How could such a prominent and apparently thoughtful leader fall so far and so fast from the heights of power? The 10,000 pages of material (much of it from the senator's own diaries) that made up the ethics committee report have confirmed suspicions, long held by many in Oregon and elsewhere, about the senator's mind and methods. A review of some of those revelations illustrate the following points regarding the senator's career:
He championed environmental causes until he needed big business to finance his campaigns
In 1968 Oregon was represented in the Senate by men who had been willing to denounce the Vietnam War long before it became popular to do so. Mark Hatfield had won election to the Senate in 1966 against a pro-war opponent. Wayne Morse had been one of only two senators in 1964 to vote against the Gulf of Tonkin Resolution used to justify American involvement.

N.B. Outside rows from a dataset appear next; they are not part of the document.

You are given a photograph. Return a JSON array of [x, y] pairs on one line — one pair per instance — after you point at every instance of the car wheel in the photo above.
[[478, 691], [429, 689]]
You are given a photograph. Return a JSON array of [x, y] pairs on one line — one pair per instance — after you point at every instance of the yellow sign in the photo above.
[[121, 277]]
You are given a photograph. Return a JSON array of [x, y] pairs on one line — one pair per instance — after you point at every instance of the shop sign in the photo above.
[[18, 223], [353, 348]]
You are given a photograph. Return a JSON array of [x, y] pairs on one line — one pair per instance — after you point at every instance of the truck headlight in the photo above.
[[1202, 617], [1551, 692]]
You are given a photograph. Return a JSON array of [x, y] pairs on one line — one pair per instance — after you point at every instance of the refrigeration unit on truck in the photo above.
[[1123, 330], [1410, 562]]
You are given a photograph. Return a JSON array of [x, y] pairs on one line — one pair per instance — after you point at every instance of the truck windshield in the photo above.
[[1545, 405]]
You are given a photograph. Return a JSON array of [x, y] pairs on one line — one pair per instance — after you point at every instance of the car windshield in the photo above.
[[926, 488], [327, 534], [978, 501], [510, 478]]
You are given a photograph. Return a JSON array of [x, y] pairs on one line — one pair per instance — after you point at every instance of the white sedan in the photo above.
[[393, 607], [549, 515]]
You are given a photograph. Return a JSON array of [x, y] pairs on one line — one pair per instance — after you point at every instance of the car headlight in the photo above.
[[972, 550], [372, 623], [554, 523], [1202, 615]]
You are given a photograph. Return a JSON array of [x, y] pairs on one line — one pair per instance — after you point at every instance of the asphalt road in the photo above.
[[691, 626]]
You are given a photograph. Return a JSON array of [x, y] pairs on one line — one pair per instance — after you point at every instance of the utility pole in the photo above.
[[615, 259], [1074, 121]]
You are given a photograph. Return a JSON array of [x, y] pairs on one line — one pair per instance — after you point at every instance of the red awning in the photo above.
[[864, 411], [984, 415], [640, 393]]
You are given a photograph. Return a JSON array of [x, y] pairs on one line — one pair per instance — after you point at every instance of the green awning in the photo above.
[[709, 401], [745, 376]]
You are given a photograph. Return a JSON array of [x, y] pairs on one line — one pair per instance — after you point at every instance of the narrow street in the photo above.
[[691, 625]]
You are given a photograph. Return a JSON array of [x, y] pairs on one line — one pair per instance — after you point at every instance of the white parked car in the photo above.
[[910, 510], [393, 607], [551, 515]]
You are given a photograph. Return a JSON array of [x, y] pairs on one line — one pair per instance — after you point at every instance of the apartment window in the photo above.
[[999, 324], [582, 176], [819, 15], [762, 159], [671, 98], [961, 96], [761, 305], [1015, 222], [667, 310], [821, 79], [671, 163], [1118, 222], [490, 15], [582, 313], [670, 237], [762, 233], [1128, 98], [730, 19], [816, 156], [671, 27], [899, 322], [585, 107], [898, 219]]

Bob Packwood defeated Morse in 1968, in part by capitalizing on middle class sentiment that still largely supported the war. During that election Packwood also demonstrated what would later become his signature style of politicking when he broke an agreement with Morse on the terms of their debate.

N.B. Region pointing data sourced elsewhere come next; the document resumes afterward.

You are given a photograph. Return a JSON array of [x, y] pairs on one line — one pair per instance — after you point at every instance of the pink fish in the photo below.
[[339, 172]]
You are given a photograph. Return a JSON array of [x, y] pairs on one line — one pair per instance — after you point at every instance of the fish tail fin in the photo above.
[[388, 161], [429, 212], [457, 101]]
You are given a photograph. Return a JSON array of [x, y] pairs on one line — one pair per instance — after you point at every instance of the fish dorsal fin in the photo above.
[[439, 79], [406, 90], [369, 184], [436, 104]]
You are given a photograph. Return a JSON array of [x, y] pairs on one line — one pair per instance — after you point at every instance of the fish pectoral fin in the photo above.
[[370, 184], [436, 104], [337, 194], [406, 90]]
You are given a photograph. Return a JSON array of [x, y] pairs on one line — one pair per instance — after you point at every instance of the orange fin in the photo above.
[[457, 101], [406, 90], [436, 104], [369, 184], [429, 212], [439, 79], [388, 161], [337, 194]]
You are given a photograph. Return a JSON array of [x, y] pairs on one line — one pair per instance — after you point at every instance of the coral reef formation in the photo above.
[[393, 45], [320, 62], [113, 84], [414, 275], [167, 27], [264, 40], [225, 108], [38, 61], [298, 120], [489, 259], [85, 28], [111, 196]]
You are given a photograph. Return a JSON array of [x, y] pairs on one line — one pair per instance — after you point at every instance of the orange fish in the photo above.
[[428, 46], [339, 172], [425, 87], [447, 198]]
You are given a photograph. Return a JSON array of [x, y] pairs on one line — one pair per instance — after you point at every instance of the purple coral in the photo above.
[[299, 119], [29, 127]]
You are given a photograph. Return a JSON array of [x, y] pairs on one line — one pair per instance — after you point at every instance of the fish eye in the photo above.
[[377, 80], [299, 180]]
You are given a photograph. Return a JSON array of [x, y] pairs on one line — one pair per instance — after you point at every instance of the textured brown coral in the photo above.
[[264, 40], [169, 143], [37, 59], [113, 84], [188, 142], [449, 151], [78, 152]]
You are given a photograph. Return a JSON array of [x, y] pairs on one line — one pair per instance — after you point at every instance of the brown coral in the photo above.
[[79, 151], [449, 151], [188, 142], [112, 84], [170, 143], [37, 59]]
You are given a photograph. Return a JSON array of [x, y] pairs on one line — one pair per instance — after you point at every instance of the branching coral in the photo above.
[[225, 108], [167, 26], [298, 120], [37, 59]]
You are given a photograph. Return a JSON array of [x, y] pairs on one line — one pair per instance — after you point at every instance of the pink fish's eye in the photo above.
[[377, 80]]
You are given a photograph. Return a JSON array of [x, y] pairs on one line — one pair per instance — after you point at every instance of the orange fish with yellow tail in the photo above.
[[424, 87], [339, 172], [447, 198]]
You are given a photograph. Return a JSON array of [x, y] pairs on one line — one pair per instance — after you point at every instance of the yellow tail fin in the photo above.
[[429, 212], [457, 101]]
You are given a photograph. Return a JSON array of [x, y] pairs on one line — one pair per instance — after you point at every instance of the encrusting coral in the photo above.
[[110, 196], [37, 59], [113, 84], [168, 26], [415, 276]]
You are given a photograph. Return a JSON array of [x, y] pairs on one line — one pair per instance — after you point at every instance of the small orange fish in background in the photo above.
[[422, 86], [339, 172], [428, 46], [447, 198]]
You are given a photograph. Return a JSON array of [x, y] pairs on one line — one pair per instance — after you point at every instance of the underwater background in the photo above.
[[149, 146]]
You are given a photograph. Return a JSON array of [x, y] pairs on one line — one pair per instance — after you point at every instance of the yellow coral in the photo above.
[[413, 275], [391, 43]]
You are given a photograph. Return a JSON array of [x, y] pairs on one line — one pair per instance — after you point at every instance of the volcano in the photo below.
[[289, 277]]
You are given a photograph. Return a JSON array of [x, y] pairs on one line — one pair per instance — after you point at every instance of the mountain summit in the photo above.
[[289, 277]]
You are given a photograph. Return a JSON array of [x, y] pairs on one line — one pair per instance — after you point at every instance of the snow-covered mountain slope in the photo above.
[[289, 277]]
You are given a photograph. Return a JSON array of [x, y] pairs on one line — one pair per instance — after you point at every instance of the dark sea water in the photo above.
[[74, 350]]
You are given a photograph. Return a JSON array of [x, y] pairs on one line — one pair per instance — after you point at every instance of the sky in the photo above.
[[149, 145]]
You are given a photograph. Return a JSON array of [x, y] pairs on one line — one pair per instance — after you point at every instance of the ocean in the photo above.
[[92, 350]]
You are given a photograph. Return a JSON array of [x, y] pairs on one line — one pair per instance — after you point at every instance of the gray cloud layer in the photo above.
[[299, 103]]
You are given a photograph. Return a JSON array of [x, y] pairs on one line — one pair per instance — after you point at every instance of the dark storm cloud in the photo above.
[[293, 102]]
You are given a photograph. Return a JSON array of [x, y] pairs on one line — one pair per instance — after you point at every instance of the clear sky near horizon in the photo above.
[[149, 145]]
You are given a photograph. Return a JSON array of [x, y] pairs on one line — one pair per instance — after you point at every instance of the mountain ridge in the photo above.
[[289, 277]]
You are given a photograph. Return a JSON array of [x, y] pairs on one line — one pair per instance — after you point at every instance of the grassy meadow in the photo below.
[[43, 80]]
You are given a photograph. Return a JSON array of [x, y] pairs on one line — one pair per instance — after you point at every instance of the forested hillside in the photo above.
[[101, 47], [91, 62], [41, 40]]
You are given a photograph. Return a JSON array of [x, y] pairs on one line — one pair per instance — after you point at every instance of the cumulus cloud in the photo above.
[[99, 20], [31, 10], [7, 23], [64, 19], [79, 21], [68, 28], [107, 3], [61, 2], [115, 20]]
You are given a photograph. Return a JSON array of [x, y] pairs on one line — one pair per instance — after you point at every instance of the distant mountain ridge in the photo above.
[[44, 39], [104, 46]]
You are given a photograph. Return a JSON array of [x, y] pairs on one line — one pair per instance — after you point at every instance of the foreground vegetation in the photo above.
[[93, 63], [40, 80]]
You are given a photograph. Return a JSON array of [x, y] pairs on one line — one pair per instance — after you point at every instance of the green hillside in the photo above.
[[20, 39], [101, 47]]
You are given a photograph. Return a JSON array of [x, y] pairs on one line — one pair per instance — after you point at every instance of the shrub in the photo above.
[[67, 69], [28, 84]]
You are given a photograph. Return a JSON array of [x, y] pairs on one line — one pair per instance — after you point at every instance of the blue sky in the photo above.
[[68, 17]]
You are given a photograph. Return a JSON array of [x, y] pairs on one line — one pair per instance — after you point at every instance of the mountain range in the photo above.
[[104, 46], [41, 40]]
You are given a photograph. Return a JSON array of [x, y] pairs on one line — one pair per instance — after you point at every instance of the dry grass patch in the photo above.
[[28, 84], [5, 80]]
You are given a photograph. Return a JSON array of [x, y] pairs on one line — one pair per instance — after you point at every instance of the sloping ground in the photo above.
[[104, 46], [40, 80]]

Packwood originally championed environmental causes. Once he became enmeshed in Washington politics the interests of big business often took the upper hand. He needed their money to finance his campaigns, in which he outspent some opponents by a 10-1 ratio.
In his diary entries, Packwood is seen as someone who in his powerful position as chairman of the Senate Finance Committee played games with the spirit of the federal election finance laws. He wrote that he didn't "want to know" about such improprieties.

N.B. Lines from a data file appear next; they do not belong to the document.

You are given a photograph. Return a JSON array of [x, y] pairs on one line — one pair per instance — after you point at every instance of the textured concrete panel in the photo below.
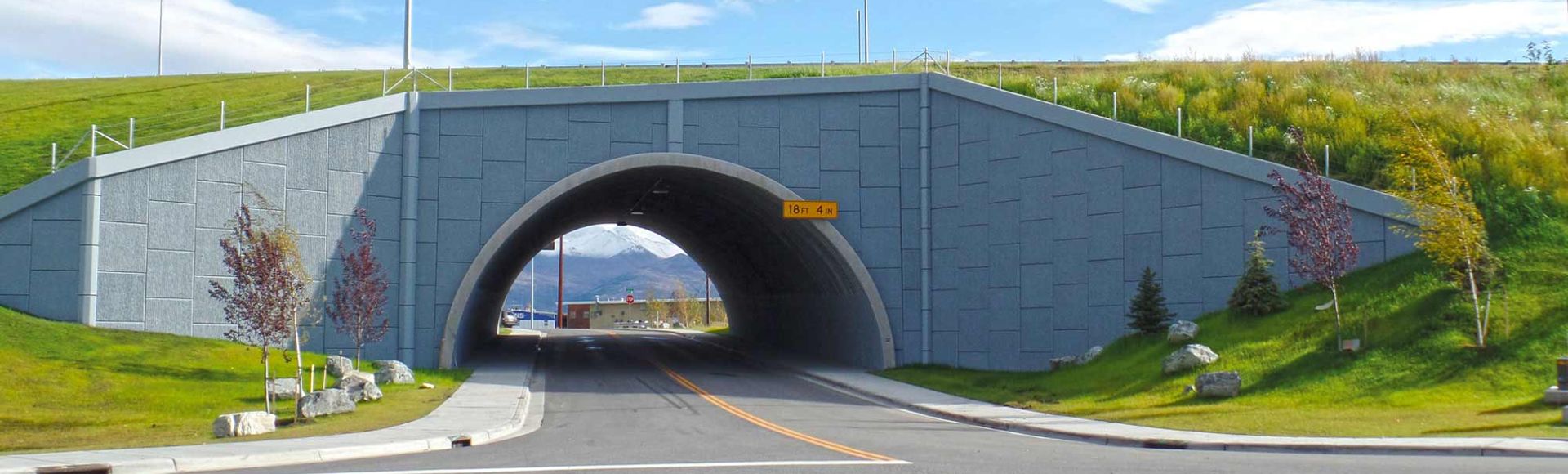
[[1223, 252], [1181, 228], [168, 274], [1036, 242], [122, 247], [267, 186], [18, 259], [1181, 182], [308, 160], [126, 198], [57, 245], [461, 156], [220, 167], [175, 182], [347, 190], [172, 225], [308, 212], [121, 297]]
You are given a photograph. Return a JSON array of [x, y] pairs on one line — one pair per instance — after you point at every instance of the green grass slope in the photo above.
[[1419, 375], [69, 387]]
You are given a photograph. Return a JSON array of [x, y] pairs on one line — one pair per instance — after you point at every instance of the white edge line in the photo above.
[[635, 467]]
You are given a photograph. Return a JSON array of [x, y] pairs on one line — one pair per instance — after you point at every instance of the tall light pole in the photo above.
[[160, 37], [408, 32]]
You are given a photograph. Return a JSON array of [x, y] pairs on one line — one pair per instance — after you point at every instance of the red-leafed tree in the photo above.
[[1316, 225], [359, 294], [267, 291]]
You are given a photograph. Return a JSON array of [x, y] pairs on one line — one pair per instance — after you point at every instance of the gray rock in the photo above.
[[325, 402], [337, 366], [1218, 385], [1090, 354], [284, 388], [1191, 356], [359, 387], [1063, 361], [1181, 332], [243, 424], [392, 373]]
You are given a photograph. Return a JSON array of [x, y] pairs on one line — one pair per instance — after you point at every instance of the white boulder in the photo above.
[[1191, 356], [1181, 332], [243, 424], [392, 373]]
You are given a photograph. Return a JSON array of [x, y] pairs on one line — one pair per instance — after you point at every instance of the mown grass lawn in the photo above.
[[1421, 374], [68, 387]]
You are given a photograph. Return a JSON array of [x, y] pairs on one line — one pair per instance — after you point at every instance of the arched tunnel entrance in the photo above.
[[794, 284]]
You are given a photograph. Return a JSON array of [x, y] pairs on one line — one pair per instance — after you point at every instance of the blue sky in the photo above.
[[78, 38]]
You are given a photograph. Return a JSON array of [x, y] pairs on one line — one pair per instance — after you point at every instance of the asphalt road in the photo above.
[[644, 400]]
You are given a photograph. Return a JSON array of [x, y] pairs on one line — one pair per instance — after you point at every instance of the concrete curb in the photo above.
[[1101, 432], [238, 455]]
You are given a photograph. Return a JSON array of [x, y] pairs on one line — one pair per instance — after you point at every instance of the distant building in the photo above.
[[610, 315]]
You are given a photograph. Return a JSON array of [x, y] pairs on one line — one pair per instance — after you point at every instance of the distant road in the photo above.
[[654, 402]]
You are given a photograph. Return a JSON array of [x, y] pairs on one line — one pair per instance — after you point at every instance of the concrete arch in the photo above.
[[792, 284]]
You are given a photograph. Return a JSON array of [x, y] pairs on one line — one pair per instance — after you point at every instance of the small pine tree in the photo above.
[[1256, 293], [1150, 315]]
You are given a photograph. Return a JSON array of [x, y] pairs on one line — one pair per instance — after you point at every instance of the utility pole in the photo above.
[[160, 37], [408, 32], [560, 275]]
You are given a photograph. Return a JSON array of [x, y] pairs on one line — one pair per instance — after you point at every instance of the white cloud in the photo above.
[[516, 37], [675, 16], [1283, 29], [1137, 5], [198, 37]]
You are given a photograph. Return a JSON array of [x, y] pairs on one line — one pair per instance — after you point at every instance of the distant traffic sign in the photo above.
[[811, 209]]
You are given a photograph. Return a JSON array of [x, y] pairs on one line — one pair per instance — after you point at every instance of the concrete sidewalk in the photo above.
[[1112, 434], [491, 405]]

While accepting praise of women's groups, the private Bob Packwood was a sexual predator
It's true that Bob Packwood championed the right to abortion very early. He was an astute enough politician to see that women had gained considerable political power with the successes of the womens movement. He used abortion as the touchstone to gain favor with women's groups. But always the master of coalition politics, Packwood was careful to ameliorate the ire of Catholics and others by arguing for school tuition tax credits.
It is now clear that the while the public persona of Bob Packwood eagerly accepted the awards and praise of women's groups, the private Bob Packwood was a sexual predator who took the slightest opportunity to force himself upon numerous unwitting women who were on his staff or merely happened to be in the vicinity. Any respect for the rights of women that his public stands may have demonstrated has been repudiated by personal treatment of women as objects.
Packwood's ex-wife made a statement in last week's Portland Oregonian that she had been unaware of his "shadow life" which had made a mockery of their marriage.
He said the stories were untrue, then launched a quiet campaign to discredit his accusers
When Bob Packwood resigned said on the Senate floor: "I am aware of the dishonor that has befallen me in the last three years, and I don't want to revisit that dishonor on the Senate."
There was no mention of the honor of Oregon. For the three years after his re-election, Packwood barely visited the state that had elected him. It was too painful. He was met by demonstrations and calls for his resignation. With good reason -- Oregonians felt cheated. When Florence George Graves, the reporter who broke the story in the Washington Post about Packwood's sexual advances, asked the senator about the veracity of the stories, Packwood lied. He said there was no truth to them. He then launched a quiet campaign to discredit his accusers. This all happened before the election.
Once he was re-elected, Packwood held a press conference and gave a sort of apology saying he couldn't remember most of the incidents due to alcohol abuse. He said if he had offended anyone, he was sorry. In retrospect, it is evident that Packwood cheated Oregonians out of a fair election.
Even now, having announced his resignation, Packwood plans to remain in office until October. The state of Oregon is in limbo until then, unable to begin the process of electing Packwood's replacement until the vacancy actually occurs.